Tout dépend en fait de la technique de fermentation : si cette dernière est faite à basse température, alors vous obtenez une lager ; si la température de fermentation est plus élevée, c’est une ale ; enfin, si la fermentation se fait de manière spontanée, vous avez une lambic. Simple, non ?

En fonction de la levure utilisée par le brasseur, la fermentation – c’est à dire la transformation du sucre en alcool – se fait à différentes températures. Au Moyen-Âge, la fermentation se faisait sans ajout de levures, par simple exposition du moût à l’air libre : les levures sauvages se chargeaient alors du travail. Cela donne les bières à fermentation spontanée dont la tradition se perpétue en Belgique avec les lambics et les geuzes.

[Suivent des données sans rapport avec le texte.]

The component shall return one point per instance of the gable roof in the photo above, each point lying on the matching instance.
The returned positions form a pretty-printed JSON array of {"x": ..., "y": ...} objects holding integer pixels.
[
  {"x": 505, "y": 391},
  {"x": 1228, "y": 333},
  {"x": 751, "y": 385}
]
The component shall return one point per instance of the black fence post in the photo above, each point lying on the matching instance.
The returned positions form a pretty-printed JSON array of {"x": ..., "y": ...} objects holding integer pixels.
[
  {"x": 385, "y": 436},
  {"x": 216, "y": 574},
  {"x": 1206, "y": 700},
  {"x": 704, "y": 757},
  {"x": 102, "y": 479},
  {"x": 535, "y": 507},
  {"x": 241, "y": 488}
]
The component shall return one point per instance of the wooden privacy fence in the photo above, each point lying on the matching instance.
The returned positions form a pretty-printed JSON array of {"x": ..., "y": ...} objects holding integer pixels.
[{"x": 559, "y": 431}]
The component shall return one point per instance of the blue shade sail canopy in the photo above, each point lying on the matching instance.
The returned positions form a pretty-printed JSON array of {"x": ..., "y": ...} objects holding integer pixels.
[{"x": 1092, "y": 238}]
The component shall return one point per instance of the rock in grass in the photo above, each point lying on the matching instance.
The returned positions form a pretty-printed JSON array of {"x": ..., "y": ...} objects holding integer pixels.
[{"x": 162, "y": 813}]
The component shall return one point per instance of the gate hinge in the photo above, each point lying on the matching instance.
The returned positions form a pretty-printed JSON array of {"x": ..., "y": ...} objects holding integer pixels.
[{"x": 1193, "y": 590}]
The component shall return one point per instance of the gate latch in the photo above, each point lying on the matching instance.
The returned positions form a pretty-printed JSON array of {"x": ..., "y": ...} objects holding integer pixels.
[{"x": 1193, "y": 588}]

Plus tard, les brasseurs ont appris à élever certaines levures qui font fermenter le moût à température ambiante (entre 15 et 24°). On parle alors de fermentation haute. Ce procédé était très répandu avant l’invention des réfrigérateurs et sert encore aujourd’hui à produire les ales, des bières aromatiques, fortes en alcool mais peu chargées en dioxyde de carbone – le gaz qui donne les bulles. La plupart des bières d’abbaye, comme les bières trappistes, sont fabriquées de cette manière.

Grâce aux travaux de Louis Pasteur, les brasseurs sont par la suite parvenus à mieux utiliser les levures et ont modifié leurs procédés de fabrication en conséquence. Il ont mis au point la fermentation basse, c’est à dire une fermentation à basse température (entre 10 et 15°). Le résultat est une bière blonde, dorée, un peu amère, riche en dioxyde de carbone et à la teneur plus limitée en alcool. Il s’agit des lagers et des pils comme la Warsteiner ou la Pilsner Urquell.

Enfin, certaines bières se distinguent par leurs couleurs comme la Guinness. La célèbre bière irlandaise tire sa fameuse robe noire du malt torréfié et de l’orge grillé qui entrent dans sa composition : c’est une stout. Les bières blanches enfin, comme la Blanche de Namur, sont des bières à fermentation haute, à la teneur plus faible en alcool, qui contiennent beaucoup de froment et qui sont souvent aromatisées avec des herbes comme la coriandre.

Ale, Stout ou Pils, tant qu’il y a de la joie, chacun s’y retrouvera !

2 réflexions sur “Choisir une bière : lager, ale ou lambic ?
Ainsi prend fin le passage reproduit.